The original question is as follows:
I'm stuck at d(i). I have managed to show uniqueness, but I don't know how to prove the existence of such an operator.
Here's my attempt so far. Since $\zeta$ is unitary, there exists an orthonormal basis $B$ such that it is diagonal. That is,
$$ [\zeta]_B=\left(\begin{array}{rrrr} a_1 & 0 & 0 & 0 \\ 0 & a_2 & 0 & 0 \\ 0 & 0 & \ddots & 0 \\ 0 & 0 & 0 & a_n \end{array}\right) $$
Since the objective is to find a linear operator, $\eta$, such that $\zeta= (I-\eta)(I+\eta)^{-1}$, I thought that if $c_i$ was an eigenvalue of $\eta$, then $a_i$ will be related to $c_i$ by $a_i=(1-c_i)/(1+c_i)$. I thought of proposing: $$ [\eta]_B=\left(\begin{array}{rrrr} c_1 & 0 & 0 & 0 \\ 0 & c_2 & 0 & 0 \\ 0 & 0 & \ddots & 0 \\ 0 & 0 & 0 & c_n \end{array}\right) $$ as the operator required, where $a_i=(1-c_i)/(1+c_i)$, but I don't think that $\eta^* = -\eta$.
Any ideas?
Edit: I made some progress on the question:
I think this is close to the answer, but this method requires me to prove $T=-T^*$, which is I think too strong a condition.

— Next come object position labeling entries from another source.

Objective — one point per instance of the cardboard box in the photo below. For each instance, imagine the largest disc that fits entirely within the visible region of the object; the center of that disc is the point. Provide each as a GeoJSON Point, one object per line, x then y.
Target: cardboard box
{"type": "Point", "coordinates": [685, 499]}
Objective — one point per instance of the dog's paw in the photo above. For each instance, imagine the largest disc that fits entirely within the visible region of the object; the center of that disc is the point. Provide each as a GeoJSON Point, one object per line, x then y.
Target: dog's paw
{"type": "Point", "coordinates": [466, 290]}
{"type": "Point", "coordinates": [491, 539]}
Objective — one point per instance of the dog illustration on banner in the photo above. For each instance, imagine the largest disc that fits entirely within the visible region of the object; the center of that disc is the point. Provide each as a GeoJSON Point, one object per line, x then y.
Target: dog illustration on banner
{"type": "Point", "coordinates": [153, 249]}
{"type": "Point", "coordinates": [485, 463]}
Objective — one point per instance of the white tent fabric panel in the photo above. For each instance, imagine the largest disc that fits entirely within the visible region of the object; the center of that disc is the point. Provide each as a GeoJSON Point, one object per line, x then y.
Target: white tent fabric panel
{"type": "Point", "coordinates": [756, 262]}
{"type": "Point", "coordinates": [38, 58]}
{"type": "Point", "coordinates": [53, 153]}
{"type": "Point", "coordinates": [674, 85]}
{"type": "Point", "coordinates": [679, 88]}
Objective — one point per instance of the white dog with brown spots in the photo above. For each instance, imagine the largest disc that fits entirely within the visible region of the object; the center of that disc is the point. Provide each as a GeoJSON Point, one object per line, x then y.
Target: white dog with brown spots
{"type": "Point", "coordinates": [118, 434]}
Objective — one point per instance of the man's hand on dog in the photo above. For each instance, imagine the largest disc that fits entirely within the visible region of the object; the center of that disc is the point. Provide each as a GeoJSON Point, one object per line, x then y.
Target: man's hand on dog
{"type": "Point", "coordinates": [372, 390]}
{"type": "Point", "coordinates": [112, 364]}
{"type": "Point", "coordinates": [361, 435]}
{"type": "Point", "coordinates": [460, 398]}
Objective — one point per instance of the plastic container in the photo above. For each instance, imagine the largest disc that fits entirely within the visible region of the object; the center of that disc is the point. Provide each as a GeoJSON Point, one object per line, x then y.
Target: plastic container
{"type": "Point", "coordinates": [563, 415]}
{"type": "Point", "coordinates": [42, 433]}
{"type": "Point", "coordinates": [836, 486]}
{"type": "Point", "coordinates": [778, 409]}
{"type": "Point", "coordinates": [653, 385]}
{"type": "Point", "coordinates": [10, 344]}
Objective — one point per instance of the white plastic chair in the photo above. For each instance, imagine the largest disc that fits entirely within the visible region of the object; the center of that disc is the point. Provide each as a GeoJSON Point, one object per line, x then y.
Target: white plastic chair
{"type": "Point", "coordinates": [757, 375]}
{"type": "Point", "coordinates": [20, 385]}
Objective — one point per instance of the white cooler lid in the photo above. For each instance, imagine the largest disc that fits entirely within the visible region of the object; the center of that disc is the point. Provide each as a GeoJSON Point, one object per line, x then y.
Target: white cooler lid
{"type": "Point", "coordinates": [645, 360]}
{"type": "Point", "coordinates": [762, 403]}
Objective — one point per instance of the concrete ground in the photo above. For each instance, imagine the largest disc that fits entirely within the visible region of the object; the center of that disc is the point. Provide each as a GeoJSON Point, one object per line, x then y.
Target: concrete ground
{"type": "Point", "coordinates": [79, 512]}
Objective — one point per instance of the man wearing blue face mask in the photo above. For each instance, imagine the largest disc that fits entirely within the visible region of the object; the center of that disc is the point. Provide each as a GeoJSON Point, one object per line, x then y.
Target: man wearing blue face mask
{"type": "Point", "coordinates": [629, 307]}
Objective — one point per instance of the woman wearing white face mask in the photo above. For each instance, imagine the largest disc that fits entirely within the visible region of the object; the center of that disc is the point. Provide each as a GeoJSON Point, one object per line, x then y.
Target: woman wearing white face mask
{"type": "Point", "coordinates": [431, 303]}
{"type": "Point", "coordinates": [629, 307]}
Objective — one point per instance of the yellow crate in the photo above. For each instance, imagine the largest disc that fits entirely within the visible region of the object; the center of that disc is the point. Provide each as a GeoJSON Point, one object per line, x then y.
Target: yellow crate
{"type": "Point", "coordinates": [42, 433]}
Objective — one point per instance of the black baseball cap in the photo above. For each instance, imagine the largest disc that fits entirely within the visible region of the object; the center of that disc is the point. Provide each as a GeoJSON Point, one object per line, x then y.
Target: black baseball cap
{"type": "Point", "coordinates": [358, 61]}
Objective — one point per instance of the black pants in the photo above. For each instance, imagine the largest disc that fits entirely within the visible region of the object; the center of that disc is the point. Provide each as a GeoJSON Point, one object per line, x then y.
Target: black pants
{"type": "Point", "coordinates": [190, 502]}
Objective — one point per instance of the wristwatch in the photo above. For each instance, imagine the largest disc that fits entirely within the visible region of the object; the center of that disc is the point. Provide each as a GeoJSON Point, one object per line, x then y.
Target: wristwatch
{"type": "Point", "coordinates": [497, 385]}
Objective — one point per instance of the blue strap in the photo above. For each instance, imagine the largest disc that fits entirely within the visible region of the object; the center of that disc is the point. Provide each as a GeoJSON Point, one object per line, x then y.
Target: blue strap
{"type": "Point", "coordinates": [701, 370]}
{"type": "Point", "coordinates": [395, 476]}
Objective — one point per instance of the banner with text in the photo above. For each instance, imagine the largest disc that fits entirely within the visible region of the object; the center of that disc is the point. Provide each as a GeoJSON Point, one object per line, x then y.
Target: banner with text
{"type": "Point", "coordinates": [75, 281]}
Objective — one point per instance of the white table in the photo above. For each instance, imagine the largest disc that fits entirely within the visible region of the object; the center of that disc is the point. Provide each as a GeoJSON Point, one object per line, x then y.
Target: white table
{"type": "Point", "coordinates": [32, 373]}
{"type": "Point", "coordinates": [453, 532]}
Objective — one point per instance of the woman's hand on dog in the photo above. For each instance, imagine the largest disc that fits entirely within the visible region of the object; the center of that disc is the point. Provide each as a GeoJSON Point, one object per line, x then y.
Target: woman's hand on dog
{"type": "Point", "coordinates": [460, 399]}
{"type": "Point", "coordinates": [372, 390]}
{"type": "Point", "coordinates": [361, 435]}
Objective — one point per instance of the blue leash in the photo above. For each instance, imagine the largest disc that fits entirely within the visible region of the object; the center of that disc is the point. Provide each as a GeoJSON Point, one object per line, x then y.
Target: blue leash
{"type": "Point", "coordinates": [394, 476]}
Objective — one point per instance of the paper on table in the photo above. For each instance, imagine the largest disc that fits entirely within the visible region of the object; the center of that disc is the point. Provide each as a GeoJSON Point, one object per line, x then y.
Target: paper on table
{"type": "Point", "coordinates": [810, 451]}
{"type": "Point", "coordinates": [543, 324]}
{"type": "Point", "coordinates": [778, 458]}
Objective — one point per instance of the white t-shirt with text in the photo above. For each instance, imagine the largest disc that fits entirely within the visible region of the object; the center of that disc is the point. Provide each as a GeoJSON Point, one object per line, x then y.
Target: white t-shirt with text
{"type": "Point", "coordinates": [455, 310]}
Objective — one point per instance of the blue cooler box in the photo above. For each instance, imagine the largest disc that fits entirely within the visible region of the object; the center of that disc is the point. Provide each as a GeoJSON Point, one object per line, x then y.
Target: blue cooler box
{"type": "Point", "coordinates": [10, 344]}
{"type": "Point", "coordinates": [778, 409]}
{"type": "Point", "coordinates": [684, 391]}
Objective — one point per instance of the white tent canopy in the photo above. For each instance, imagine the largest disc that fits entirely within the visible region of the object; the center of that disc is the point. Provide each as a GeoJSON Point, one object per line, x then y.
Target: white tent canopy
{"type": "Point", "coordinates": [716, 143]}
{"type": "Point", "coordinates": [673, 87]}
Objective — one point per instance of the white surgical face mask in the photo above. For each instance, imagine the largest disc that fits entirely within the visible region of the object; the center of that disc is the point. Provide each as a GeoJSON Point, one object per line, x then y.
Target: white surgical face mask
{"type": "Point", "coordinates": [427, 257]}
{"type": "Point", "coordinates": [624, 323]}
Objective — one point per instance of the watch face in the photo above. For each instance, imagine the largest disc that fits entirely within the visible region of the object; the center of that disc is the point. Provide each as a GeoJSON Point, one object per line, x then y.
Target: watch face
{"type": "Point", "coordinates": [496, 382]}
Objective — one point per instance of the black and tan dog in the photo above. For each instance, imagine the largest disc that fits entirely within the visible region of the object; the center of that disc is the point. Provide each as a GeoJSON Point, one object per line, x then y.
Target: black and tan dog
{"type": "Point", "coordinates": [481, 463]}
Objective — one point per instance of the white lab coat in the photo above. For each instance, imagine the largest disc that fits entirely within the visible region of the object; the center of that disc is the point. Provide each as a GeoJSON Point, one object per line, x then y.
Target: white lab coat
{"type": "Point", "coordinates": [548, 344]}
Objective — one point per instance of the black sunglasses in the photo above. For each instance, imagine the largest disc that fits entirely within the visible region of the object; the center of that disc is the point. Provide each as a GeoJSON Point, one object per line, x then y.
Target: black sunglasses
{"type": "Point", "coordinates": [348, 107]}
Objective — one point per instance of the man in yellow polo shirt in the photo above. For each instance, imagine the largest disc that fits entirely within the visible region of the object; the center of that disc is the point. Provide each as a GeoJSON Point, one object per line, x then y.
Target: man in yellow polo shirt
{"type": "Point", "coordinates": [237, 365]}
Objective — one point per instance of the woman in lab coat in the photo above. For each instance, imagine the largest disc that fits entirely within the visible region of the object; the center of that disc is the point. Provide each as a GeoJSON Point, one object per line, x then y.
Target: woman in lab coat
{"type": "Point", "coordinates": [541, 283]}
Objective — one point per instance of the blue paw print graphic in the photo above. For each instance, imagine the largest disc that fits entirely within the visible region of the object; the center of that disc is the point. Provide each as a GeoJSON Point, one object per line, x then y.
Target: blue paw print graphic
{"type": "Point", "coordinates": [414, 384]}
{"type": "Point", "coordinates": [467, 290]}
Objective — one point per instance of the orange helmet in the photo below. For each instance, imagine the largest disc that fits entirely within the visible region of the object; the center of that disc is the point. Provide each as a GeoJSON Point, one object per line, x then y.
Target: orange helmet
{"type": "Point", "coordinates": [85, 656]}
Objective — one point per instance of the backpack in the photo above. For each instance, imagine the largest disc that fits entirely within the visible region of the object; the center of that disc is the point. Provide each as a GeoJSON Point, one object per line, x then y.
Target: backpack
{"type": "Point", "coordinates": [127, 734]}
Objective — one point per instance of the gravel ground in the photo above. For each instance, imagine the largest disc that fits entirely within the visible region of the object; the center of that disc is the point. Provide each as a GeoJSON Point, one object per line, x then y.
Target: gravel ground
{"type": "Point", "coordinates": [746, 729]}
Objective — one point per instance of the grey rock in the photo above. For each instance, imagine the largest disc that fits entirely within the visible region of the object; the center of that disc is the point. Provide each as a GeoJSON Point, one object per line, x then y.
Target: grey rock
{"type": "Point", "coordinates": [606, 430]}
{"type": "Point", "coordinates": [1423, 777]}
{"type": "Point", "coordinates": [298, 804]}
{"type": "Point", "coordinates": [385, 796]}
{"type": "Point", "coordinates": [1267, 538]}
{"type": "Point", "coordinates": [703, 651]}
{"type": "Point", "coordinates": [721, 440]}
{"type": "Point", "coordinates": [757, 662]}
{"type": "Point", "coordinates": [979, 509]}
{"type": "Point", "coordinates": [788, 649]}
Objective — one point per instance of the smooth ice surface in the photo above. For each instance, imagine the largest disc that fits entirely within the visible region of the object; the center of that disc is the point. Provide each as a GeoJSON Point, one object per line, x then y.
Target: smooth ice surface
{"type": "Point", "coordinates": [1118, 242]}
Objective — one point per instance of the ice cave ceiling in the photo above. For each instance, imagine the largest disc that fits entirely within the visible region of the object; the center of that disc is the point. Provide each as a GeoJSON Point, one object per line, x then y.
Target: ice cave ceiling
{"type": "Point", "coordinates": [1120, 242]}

We let $T=\zeta$ and $V=\eta$ because laziness.
We want to find $T=(I-V)(I+V)^{-1}$. That is, $(I+V)T=I-V \implies T+VT=I-V \implies VT+V=I-T \implies V(T+I)=I-T$. So $V$ will exist provided $T+I$ is invertible, and this is the criterion given in the question, since $-1$ is not an eigenvalue of $T$.
So we can just take $V=(I-T)(T+I)^{-1}$. We want to show that $V^* = -V=(T-I)(T+I)^{-1}=(T+I-2I)(T+I)^{-1}=I-2(T+I)^{-1}$.
$V^*=[(I-T)(T+I)^{-1}]^*=[(I+T-2T)(T+I)^{-1}]^*=[I-2T(T+I)^{-1}]^*=I-[(T+I)^{-1}]^*2T^*$
but after this I'm stuck.
Alright, I think I finally did it. Continuing from the question. We want to show $V^*=(T-I)(T+I)^{-1}=I-2(T+I)^{-1}$.
The first identity is that $(I+T^*)^{-1}=[(I+T)^{-1}]^*$. The proof is that $(I+T^*)[(I+T)^{-1}]^*=(I+T)^*[(I+T)^{-1}]^*=[(I+T)^{-1}(I+T)]^*=I$.
Now $V=(I-T)(T+I)^{-1}=(I+T-2T)(T+I)^{-1}=I-2T(T+I)^{-1}$.
Then $V^* = I-2[(T+I)^{-1}]^*T^*=I-2(I+T^*)^{-1}T^{-1}=I-2[T(I+T^*)]^{-1}=I-2[T+I]^{-1}$, and we are done.